Sejak pintu gerbang komplek perumahan sudah berjejer papan bunga ucapan duka cita. Papan bunga ketua partai politik yang dimasuki Covid dan papan bunga gubernur tepat di depan pintu pagar rumah Covid yang bagus. Jelang tengah hari, papan bunga itu sudah kuyup diguyur hujan tipis-tipis yang turun semenjak jam sembilan pagi.
Sebagai “orang berbaun” dan tokoh muda yang sedang naik daun, kematian Covid terlihat istimewa. Orang-orang tumpah ruah datang melayat. Menyatakan duka lalu pergi.
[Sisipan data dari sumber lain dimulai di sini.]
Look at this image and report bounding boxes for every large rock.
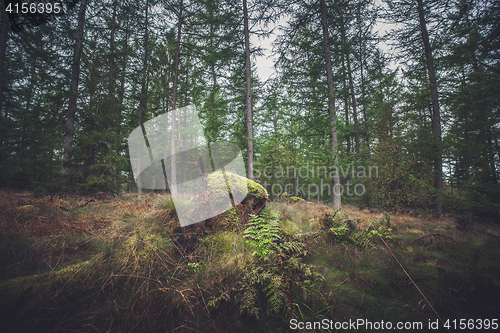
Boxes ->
[179,171,269,247]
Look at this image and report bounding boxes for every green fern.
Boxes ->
[244,209,282,258]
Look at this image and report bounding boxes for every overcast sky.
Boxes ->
[250,6,396,82]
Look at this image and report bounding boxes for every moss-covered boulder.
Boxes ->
[179,171,269,247]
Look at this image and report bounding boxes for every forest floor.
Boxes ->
[0,190,500,332]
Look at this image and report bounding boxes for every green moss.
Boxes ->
[280,219,301,236]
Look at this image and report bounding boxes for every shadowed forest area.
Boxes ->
[0,0,500,332]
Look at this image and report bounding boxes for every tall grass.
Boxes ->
[0,191,500,332]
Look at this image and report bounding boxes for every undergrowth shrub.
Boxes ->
[320,210,393,248]
[209,208,324,319]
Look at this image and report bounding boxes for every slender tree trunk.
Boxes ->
[169,0,184,194]
[0,7,10,118]
[137,0,149,195]
[243,0,253,180]
[346,53,359,161]
[320,0,342,209]
[17,56,37,168]
[61,0,88,175]
[417,0,443,218]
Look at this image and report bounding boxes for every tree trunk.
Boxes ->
[61,0,88,175]
[169,0,184,194]
[17,56,37,168]
[417,0,443,218]
[243,0,253,180]
[0,4,10,118]
[320,0,342,209]
[137,0,149,195]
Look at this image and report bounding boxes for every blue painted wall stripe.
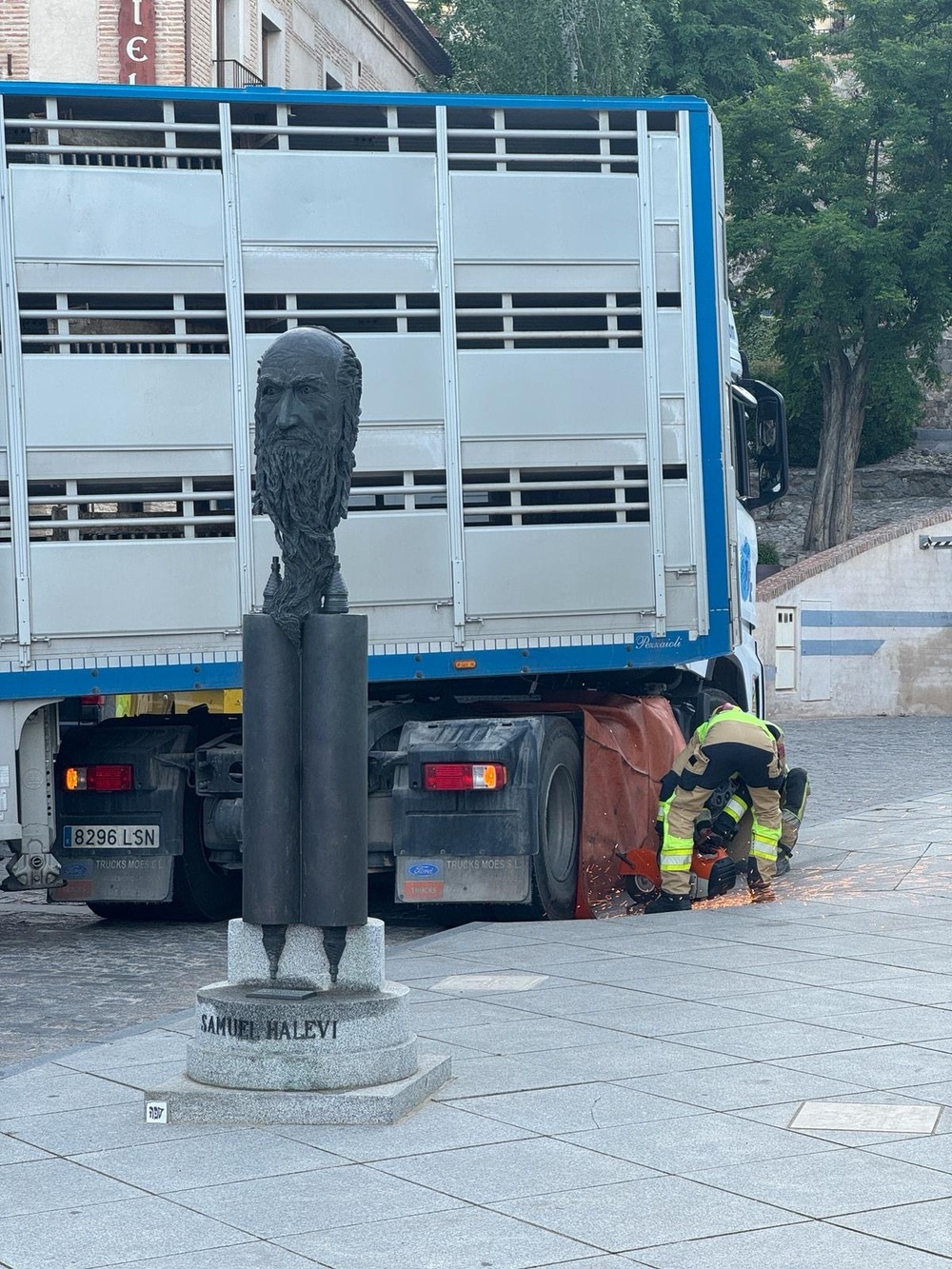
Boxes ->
[800,608,952,629]
[800,638,886,656]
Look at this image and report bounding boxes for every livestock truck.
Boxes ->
[0,83,787,919]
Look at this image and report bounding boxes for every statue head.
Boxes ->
[255,327,361,462]
[255,327,361,529]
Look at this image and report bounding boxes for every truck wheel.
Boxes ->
[532,718,582,922]
[163,789,241,922]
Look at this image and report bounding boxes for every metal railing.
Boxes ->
[212,57,264,88]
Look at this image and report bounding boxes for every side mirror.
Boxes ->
[740,380,789,511]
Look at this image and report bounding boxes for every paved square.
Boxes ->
[9,796,952,1269]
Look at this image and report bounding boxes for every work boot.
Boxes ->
[645,889,690,912]
[747,855,777,903]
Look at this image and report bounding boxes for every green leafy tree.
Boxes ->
[646,0,823,106]
[738,313,924,467]
[416,0,670,96]
[724,0,952,551]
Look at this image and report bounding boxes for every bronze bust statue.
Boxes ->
[254,327,361,645]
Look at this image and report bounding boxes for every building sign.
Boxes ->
[119,0,155,84]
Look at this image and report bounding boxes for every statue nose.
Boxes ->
[274,392,300,427]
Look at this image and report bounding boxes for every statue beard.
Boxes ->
[255,445,340,545]
[256,445,342,645]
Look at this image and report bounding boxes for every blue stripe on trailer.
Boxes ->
[0,80,708,118]
[0,631,720,701]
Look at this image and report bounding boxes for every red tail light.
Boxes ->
[64,763,132,793]
[423,763,506,790]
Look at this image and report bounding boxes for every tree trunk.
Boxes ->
[803,353,868,551]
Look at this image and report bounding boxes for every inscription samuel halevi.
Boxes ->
[199,1014,338,1040]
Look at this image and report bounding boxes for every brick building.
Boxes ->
[0,0,449,91]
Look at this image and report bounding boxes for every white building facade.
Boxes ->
[0,0,449,91]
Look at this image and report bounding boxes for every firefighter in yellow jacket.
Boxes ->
[645,704,784,912]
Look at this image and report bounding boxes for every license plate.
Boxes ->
[62,823,159,850]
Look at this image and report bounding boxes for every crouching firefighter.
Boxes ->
[708,756,810,877]
[645,704,784,912]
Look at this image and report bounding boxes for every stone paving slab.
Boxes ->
[9,794,952,1269]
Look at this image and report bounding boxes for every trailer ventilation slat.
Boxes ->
[5,95,221,171]
[349,465,686,529]
[456,292,641,350]
[446,106,642,175]
[0,476,235,544]
[19,292,228,355]
[245,292,439,336]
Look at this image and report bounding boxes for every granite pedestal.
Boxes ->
[146,919,449,1123]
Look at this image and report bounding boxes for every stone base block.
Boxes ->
[145,1053,450,1133]
[228,916,384,991]
[186,982,416,1090]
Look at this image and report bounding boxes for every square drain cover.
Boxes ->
[789,1101,942,1133]
[430,973,548,991]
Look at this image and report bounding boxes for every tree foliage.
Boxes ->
[646,0,823,107]
[724,0,952,549]
[416,0,664,96]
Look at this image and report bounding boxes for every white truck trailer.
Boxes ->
[0,83,785,919]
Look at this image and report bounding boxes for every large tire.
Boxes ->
[87,789,241,922]
[164,789,241,922]
[532,718,582,922]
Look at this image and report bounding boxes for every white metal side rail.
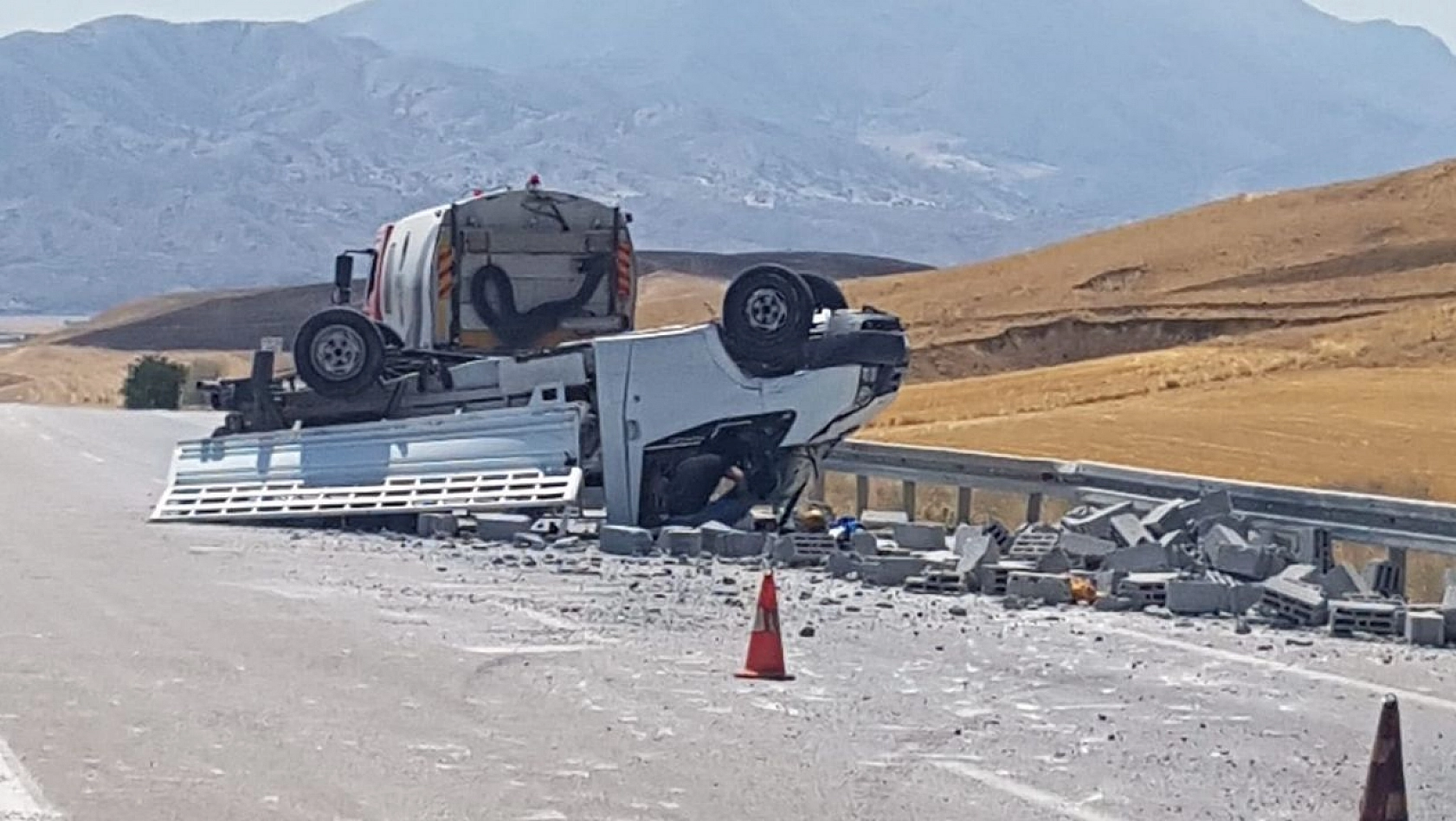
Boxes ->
[824,441,1456,556]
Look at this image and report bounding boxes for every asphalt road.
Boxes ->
[0,406,1456,821]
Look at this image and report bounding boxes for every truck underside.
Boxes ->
[151,236,909,527]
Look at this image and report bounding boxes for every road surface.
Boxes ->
[0,404,1456,821]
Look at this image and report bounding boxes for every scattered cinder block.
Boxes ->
[715,530,769,559]
[474,513,535,541]
[597,524,653,556]
[976,559,1037,595]
[905,571,965,595]
[1330,600,1405,637]
[890,521,945,550]
[1143,500,1189,539]
[1364,559,1405,595]
[859,511,910,530]
[982,518,1012,553]
[1198,524,1274,579]
[1163,579,1232,616]
[1405,610,1446,648]
[1061,502,1133,539]
[1006,571,1072,604]
[1260,575,1330,624]
[1057,532,1117,563]
[1111,513,1157,547]
[849,530,879,556]
[1117,572,1178,607]
[657,526,703,556]
[415,513,461,539]
[1307,563,1375,601]
[1101,541,1172,573]
[859,556,926,586]
[828,553,863,579]
[1006,524,1061,562]
[1037,547,1072,573]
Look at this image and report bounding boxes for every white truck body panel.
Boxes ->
[151,391,585,521]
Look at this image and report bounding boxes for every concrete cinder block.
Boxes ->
[976,559,1037,595]
[890,521,945,550]
[1364,559,1405,595]
[1111,513,1156,547]
[1037,547,1072,573]
[657,526,703,556]
[1405,610,1446,648]
[828,553,863,579]
[1006,571,1072,604]
[1260,575,1330,626]
[859,511,910,530]
[1165,579,1232,616]
[1328,600,1405,637]
[849,530,879,556]
[1143,500,1189,537]
[1316,563,1375,601]
[1198,524,1274,579]
[1101,541,1172,573]
[1061,502,1133,539]
[715,530,769,559]
[1057,530,1117,563]
[1117,572,1178,607]
[597,524,653,556]
[474,514,534,541]
[859,556,926,586]
[415,514,461,539]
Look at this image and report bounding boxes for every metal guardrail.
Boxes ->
[824,440,1456,556]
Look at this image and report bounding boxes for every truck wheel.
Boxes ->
[724,265,814,372]
[293,307,384,399]
[799,274,849,310]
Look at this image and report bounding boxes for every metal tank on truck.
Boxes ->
[151,178,909,527]
[293,176,639,398]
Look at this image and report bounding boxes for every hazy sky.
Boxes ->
[0,0,1456,49]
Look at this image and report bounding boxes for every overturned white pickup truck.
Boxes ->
[151,184,909,527]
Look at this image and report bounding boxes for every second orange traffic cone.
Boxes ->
[734,571,794,682]
[1360,695,1411,821]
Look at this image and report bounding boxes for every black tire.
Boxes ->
[799,274,849,310]
[293,307,384,399]
[722,265,814,372]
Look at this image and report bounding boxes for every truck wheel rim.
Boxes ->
[745,288,789,332]
[313,325,364,378]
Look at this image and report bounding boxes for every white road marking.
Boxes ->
[0,738,60,821]
[931,761,1124,821]
[1102,627,1456,714]
[455,645,600,655]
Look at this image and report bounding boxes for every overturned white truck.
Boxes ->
[151,180,909,527]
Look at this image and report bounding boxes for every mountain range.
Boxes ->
[0,0,1456,312]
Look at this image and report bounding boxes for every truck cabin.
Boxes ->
[352,178,638,353]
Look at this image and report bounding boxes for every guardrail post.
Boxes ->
[1385,547,1407,598]
[1027,494,1041,524]
[955,488,971,524]
[809,470,824,502]
[1315,527,1335,573]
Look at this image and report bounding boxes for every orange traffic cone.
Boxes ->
[1360,695,1411,821]
[734,571,794,682]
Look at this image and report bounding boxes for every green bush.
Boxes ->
[121,355,186,410]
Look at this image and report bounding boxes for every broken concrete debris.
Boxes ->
[530,494,1427,645]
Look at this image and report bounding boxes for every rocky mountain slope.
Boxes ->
[0,0,1456,312]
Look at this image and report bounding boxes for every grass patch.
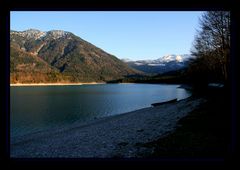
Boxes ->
[142,88,231,157]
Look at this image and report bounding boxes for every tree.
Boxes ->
[191,11,230,82]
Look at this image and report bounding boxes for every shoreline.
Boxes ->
[10,82,106,87]
[10,97,205,158]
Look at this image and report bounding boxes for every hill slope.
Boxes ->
[10,29,140,83]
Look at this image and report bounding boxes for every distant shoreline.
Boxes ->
[10,82,106,86]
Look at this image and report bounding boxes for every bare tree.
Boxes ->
[192,11,230,81]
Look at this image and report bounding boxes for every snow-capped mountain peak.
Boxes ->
[123,54,192,74]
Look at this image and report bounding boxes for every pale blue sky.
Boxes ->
[10,11,202,60]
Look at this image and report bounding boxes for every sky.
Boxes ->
[10,11,203,60]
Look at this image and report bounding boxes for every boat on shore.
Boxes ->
[151,98,177,107]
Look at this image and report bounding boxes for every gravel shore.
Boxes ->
[10,97,205,158]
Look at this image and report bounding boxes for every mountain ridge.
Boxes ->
[122,54,193,74]
[10,29,140,83]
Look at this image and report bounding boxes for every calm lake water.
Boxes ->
[10,84,191,137]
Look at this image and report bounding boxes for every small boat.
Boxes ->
[151,98,177,106]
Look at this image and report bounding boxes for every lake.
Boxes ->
[10,84,191,137]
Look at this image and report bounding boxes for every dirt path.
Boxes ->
[10,97,205,158]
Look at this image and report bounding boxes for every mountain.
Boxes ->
[10,29,140,83]
[122,54,192,74]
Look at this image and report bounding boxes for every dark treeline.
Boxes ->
[110,11,230,89]
[187,11,230,89]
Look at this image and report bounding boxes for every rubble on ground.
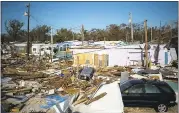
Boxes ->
[1,55,177,113]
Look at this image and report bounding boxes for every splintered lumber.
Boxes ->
[85,92,107,105]
[73,98,88,106]
[11,104,24,113]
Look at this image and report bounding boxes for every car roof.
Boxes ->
[129,79,167,85]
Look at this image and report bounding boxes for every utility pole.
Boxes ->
[25,3,30,60]
[129,13,134,42]
[50,27,53,62]
[81,24,84,45]
[170,22,173,38]
[72,32,75,41]
[104,37,106,44]
[150,27,152,41]
[144,20,148,69]
[76,56,79,78]
[158,21,162,44]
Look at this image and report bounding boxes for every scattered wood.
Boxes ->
[85,92,107,105]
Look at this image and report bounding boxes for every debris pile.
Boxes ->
[1,55,123,112]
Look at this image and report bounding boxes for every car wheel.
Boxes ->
[155,104,168,113]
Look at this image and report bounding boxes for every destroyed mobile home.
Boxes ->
[1,41,178,113]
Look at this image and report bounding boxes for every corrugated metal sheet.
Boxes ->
[74,53,108,67]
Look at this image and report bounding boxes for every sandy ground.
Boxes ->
[124,105,178,113]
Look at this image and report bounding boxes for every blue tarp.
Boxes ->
[40,95,67,109]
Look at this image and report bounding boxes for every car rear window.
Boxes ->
[120,81,132,92]
[160,85,173,93]
[145,84,160,93]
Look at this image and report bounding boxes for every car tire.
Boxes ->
[155,103,168,113]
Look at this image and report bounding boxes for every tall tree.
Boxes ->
[5,19,24,41]
[30,25,51,42]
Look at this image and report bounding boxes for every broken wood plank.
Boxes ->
[85,92,107,105]
[73,98,88,106]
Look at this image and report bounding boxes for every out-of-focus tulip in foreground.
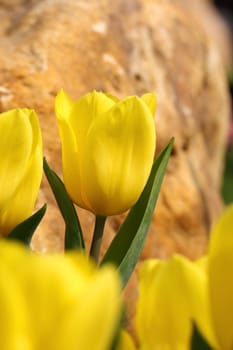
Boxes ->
[55,91,156,216]
[0,240,121,350]
[0,108,43,235]
[133,206,233,350]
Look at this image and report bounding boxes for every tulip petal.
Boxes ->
[0,109,43,234]
[136,255,215,350]
[0,240,121,350]
[82,97,155,216]
[209,205,233,350]
[117,330,136,350]
[55,91,115,208]
[0,109,33,208]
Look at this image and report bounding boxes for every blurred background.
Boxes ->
[214,0,233,204]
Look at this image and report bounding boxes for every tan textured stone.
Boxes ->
[0,0,229,330]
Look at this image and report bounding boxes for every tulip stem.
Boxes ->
[90,215,106,262]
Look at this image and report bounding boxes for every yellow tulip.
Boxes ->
[136,255,215,350]
[55,91,155,216]
[208,205,233,350]
[0,108,43,235]
[0,240,121,350]
[117,330,136,350]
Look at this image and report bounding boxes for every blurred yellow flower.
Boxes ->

Sebagian terlihat bercakap-cakap dengan gembira. Bukan mempercakapkan kematian Covid memang. Tapi sepertinya mereka sedang reuni atau temu bahagia antar sahabat yang lama tak jumpa. Jejeran papan bunga andai tak dibaca apa isinya terlihat seperti suasana pesta. Indah dan berwarna-warni. Rumah Covid tidak seperti rumah duka, namun seperti open house pejabat lebaran hari kedua.
Tengah hari, hujan turun dengan lebatnya. Gubernur yang tadinya ingin berpidato melepas kematian Covid sudah berlalu menjelang zuhur tiba. Tapi ia sudah meninggalkan beberapa pejabat propinsi untuk menyampaikan pidato gubernur, andai acara melepas jenazah jadi juga dilaksanakan. Sengaja ia panggil beberapa orang pejabat untuk mewakilinya. Berjaga-jaga, menjaga nama gubernur.
“Kalian atur saja, siapa yang akan memberi sambutan. Jika ada di antara kalian yang akan pergi, boleh-boleh saja. Tapi, satu di antara kalian tetap harus tinggal!” pesan gubernur kepada para pejabatnya itu. Pesan yang mengandung perintah disertai ancaman lewat tatapan mata.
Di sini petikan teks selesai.